1. The land in this case formed part of a jots which originally belonged to one Pacha Bama who mortgaged the entire jote to the defendant on the 30th September 1902. After his death, his widow Batashi surrendered the entire holding to the landlord in January 1903. A portion of the jots, namely, the disputed land, was settled with Dhunda Das by the landlord and the plaintiff claims the disputed portion by purchase of the tenancy of Dhunda Das on the 28th December 1910, The defendant claims the land under a kabala from Batachi, widow of Pacha Bama, executed on the 19th March 1915 in satisfaction of the mortgage which had been executed by Pasha in favour of the defendant.
2. The plaintiff granted a dur-chukani settlement in respect of the land to Batashi and Dhunda Das and in execution of a decree for arrears of rent against them purchased the disputed land.

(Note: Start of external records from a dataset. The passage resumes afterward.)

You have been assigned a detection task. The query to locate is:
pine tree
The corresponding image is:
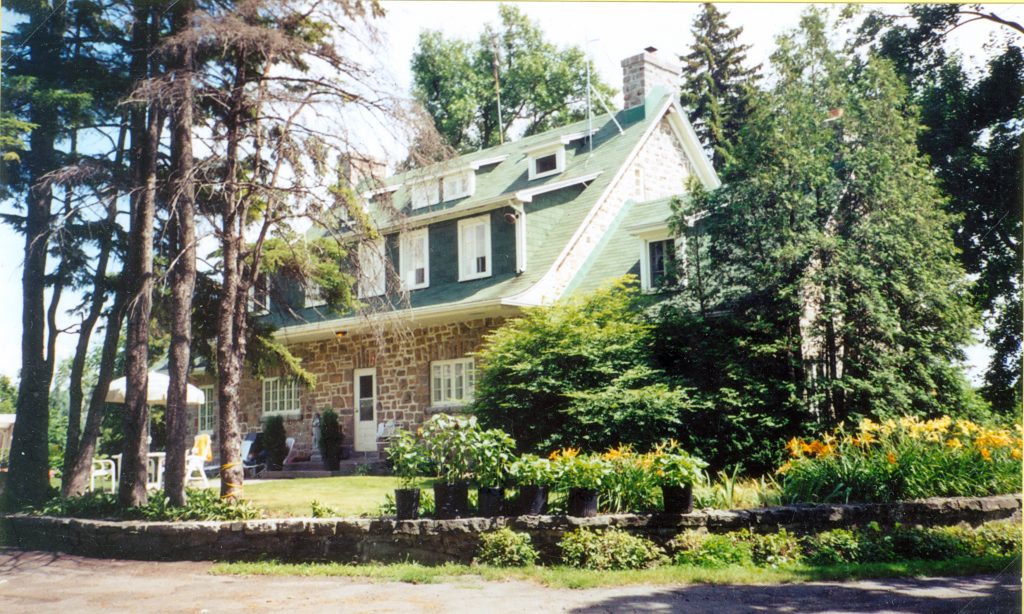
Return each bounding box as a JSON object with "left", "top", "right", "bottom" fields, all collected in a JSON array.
[
  {"left": 680, "top": 3, "right": 761, "bottom": 172},
  {"left": 669, "top": 10, "right": 978, "bottom": 429}
]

He obtained possession through the Court but did not obtain actual possession, having been dispossessed from the land by the defendant.
3. The suit is, therefore, one for recovery of possession on declaration of the plaintiff's title.

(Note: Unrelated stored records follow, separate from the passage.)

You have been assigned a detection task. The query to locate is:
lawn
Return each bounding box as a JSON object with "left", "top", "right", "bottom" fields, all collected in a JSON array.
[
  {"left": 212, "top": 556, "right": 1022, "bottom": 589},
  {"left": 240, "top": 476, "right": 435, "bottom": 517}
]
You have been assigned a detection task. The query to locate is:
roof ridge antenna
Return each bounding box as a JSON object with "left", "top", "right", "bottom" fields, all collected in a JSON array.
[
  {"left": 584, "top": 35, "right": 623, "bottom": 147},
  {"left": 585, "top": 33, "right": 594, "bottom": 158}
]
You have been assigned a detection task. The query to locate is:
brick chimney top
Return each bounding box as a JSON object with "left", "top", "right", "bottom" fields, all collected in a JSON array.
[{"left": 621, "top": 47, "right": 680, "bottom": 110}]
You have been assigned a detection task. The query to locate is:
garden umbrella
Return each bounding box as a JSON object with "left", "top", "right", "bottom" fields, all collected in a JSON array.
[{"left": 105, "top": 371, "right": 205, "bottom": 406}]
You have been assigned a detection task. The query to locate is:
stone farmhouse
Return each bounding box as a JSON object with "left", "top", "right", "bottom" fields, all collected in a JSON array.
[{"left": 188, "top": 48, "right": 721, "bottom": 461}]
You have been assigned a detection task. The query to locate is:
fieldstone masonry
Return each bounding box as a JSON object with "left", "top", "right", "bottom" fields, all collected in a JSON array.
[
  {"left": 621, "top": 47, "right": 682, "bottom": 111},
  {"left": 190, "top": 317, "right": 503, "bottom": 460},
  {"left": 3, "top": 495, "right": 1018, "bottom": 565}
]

4. In the case of Mohsenuddin v. Bhagaban Chandra 61 Ind. Cas 4(sic)3 : 32 C.L.J. 286 : 25 C.W.N. 29 : 48 C. 605. (2) 27 Ind. Cas. 564 : 19 C.W.N. 268, the Full Bench has held that, when an occupancy raiyat has transferred part of his non-transferable holding, he is not competent to surrender to his landlord the portion so transferred either by surrender of that portion alone or by surrender of the whole, inclusive of such portion.

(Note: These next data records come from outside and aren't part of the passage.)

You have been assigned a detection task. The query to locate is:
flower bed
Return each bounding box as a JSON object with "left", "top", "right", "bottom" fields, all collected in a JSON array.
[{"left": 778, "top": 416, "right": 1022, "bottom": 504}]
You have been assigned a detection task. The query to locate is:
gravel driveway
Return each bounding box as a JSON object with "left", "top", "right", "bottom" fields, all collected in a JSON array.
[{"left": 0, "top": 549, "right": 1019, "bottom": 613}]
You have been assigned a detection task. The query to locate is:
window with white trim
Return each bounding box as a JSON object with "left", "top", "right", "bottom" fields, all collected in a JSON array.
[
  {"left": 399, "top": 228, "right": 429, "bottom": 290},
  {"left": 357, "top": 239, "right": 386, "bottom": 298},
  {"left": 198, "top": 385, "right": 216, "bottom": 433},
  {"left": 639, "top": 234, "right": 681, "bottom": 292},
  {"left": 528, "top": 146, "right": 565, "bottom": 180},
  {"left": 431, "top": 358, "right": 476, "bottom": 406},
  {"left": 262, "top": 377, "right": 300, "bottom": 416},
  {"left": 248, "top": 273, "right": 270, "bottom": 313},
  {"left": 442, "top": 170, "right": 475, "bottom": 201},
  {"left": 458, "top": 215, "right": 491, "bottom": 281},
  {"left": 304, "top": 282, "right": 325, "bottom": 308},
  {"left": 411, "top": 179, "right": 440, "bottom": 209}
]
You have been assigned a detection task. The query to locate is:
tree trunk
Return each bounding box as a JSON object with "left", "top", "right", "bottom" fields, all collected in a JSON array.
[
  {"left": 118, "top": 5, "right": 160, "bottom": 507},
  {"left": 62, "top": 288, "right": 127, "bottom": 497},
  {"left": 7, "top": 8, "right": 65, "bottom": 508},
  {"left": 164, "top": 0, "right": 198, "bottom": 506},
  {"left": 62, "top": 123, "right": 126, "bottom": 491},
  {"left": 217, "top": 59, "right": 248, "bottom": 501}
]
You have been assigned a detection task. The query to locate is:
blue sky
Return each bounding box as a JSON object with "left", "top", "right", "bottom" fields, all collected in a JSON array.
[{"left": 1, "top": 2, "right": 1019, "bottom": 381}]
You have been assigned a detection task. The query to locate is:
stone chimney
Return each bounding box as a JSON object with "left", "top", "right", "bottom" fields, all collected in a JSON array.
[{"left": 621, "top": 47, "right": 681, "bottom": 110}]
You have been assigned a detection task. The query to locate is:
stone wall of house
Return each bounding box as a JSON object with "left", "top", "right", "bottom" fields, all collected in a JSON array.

5. There is no doubt that a parson who has parted with his interest in property, cannot deal with that interest by surrendering it in favour of the landlord and he cannot confer upon the landlord a higher right than he could have passed to any other person by assignment. The interest of the defendant in the disputed property as mortgagee, therefore, cannot be affected by the surrender in favour of the landlord. That is also laid down in Clause (b) of Section 86 of the Bengal Tenancy Act.
6. The learned Pleader for the appellant, however, contends that the surrender in favour of the landlord is wholly invalid and confers no title whatever upon him. We are unable to accept this contention as sound.
7. A surrender by the tenant after he has dealt with a portion of the holding in favour of another parson amounts to no more than an assignment in favour of the landlord. But there is no reason why the landlord should be in a worse position than if the assignee were a third party and why be should not acquire all the interest which was left in the tenant at the date of the surrender.
8. In the present case, at the date of the surrender, Batashi was in possession of the jote and she had a right to it, subject only to the mortgage in favour of the defendant and all the rights she had, she surrendered in favour of the landlord, The landlord thereupon was entitled to possession of the jote and to hold it subject to the rights of the mortgagee. It is true that the defendant obtained possession but he was not a mortgagee in possession. Batashi had no right to convey nor confer any right to possession after the surrender in favour of the landlord in 1905. We are unable, therefore, to hold that the defendant is entitled to resist the claim for possession as against the plaintiff who claims under a settlement from the landlord.
9. The learned Pleader for the appellant has strongly pressed upon us to order the plaintiff to redeem the mortgage in this suit. But, apart from other considerations, the landlord who acquired the equity of redemption under the surrender is not the plaintiff. The plaintiff obtained a settlement of only a portion of the jote, namely, the disputed land from the landlord and we do not see how the plaintiff can be directed to redeem the entire mortgage.
10. The appeal must accordingly be dismissed, We make no order as to costs.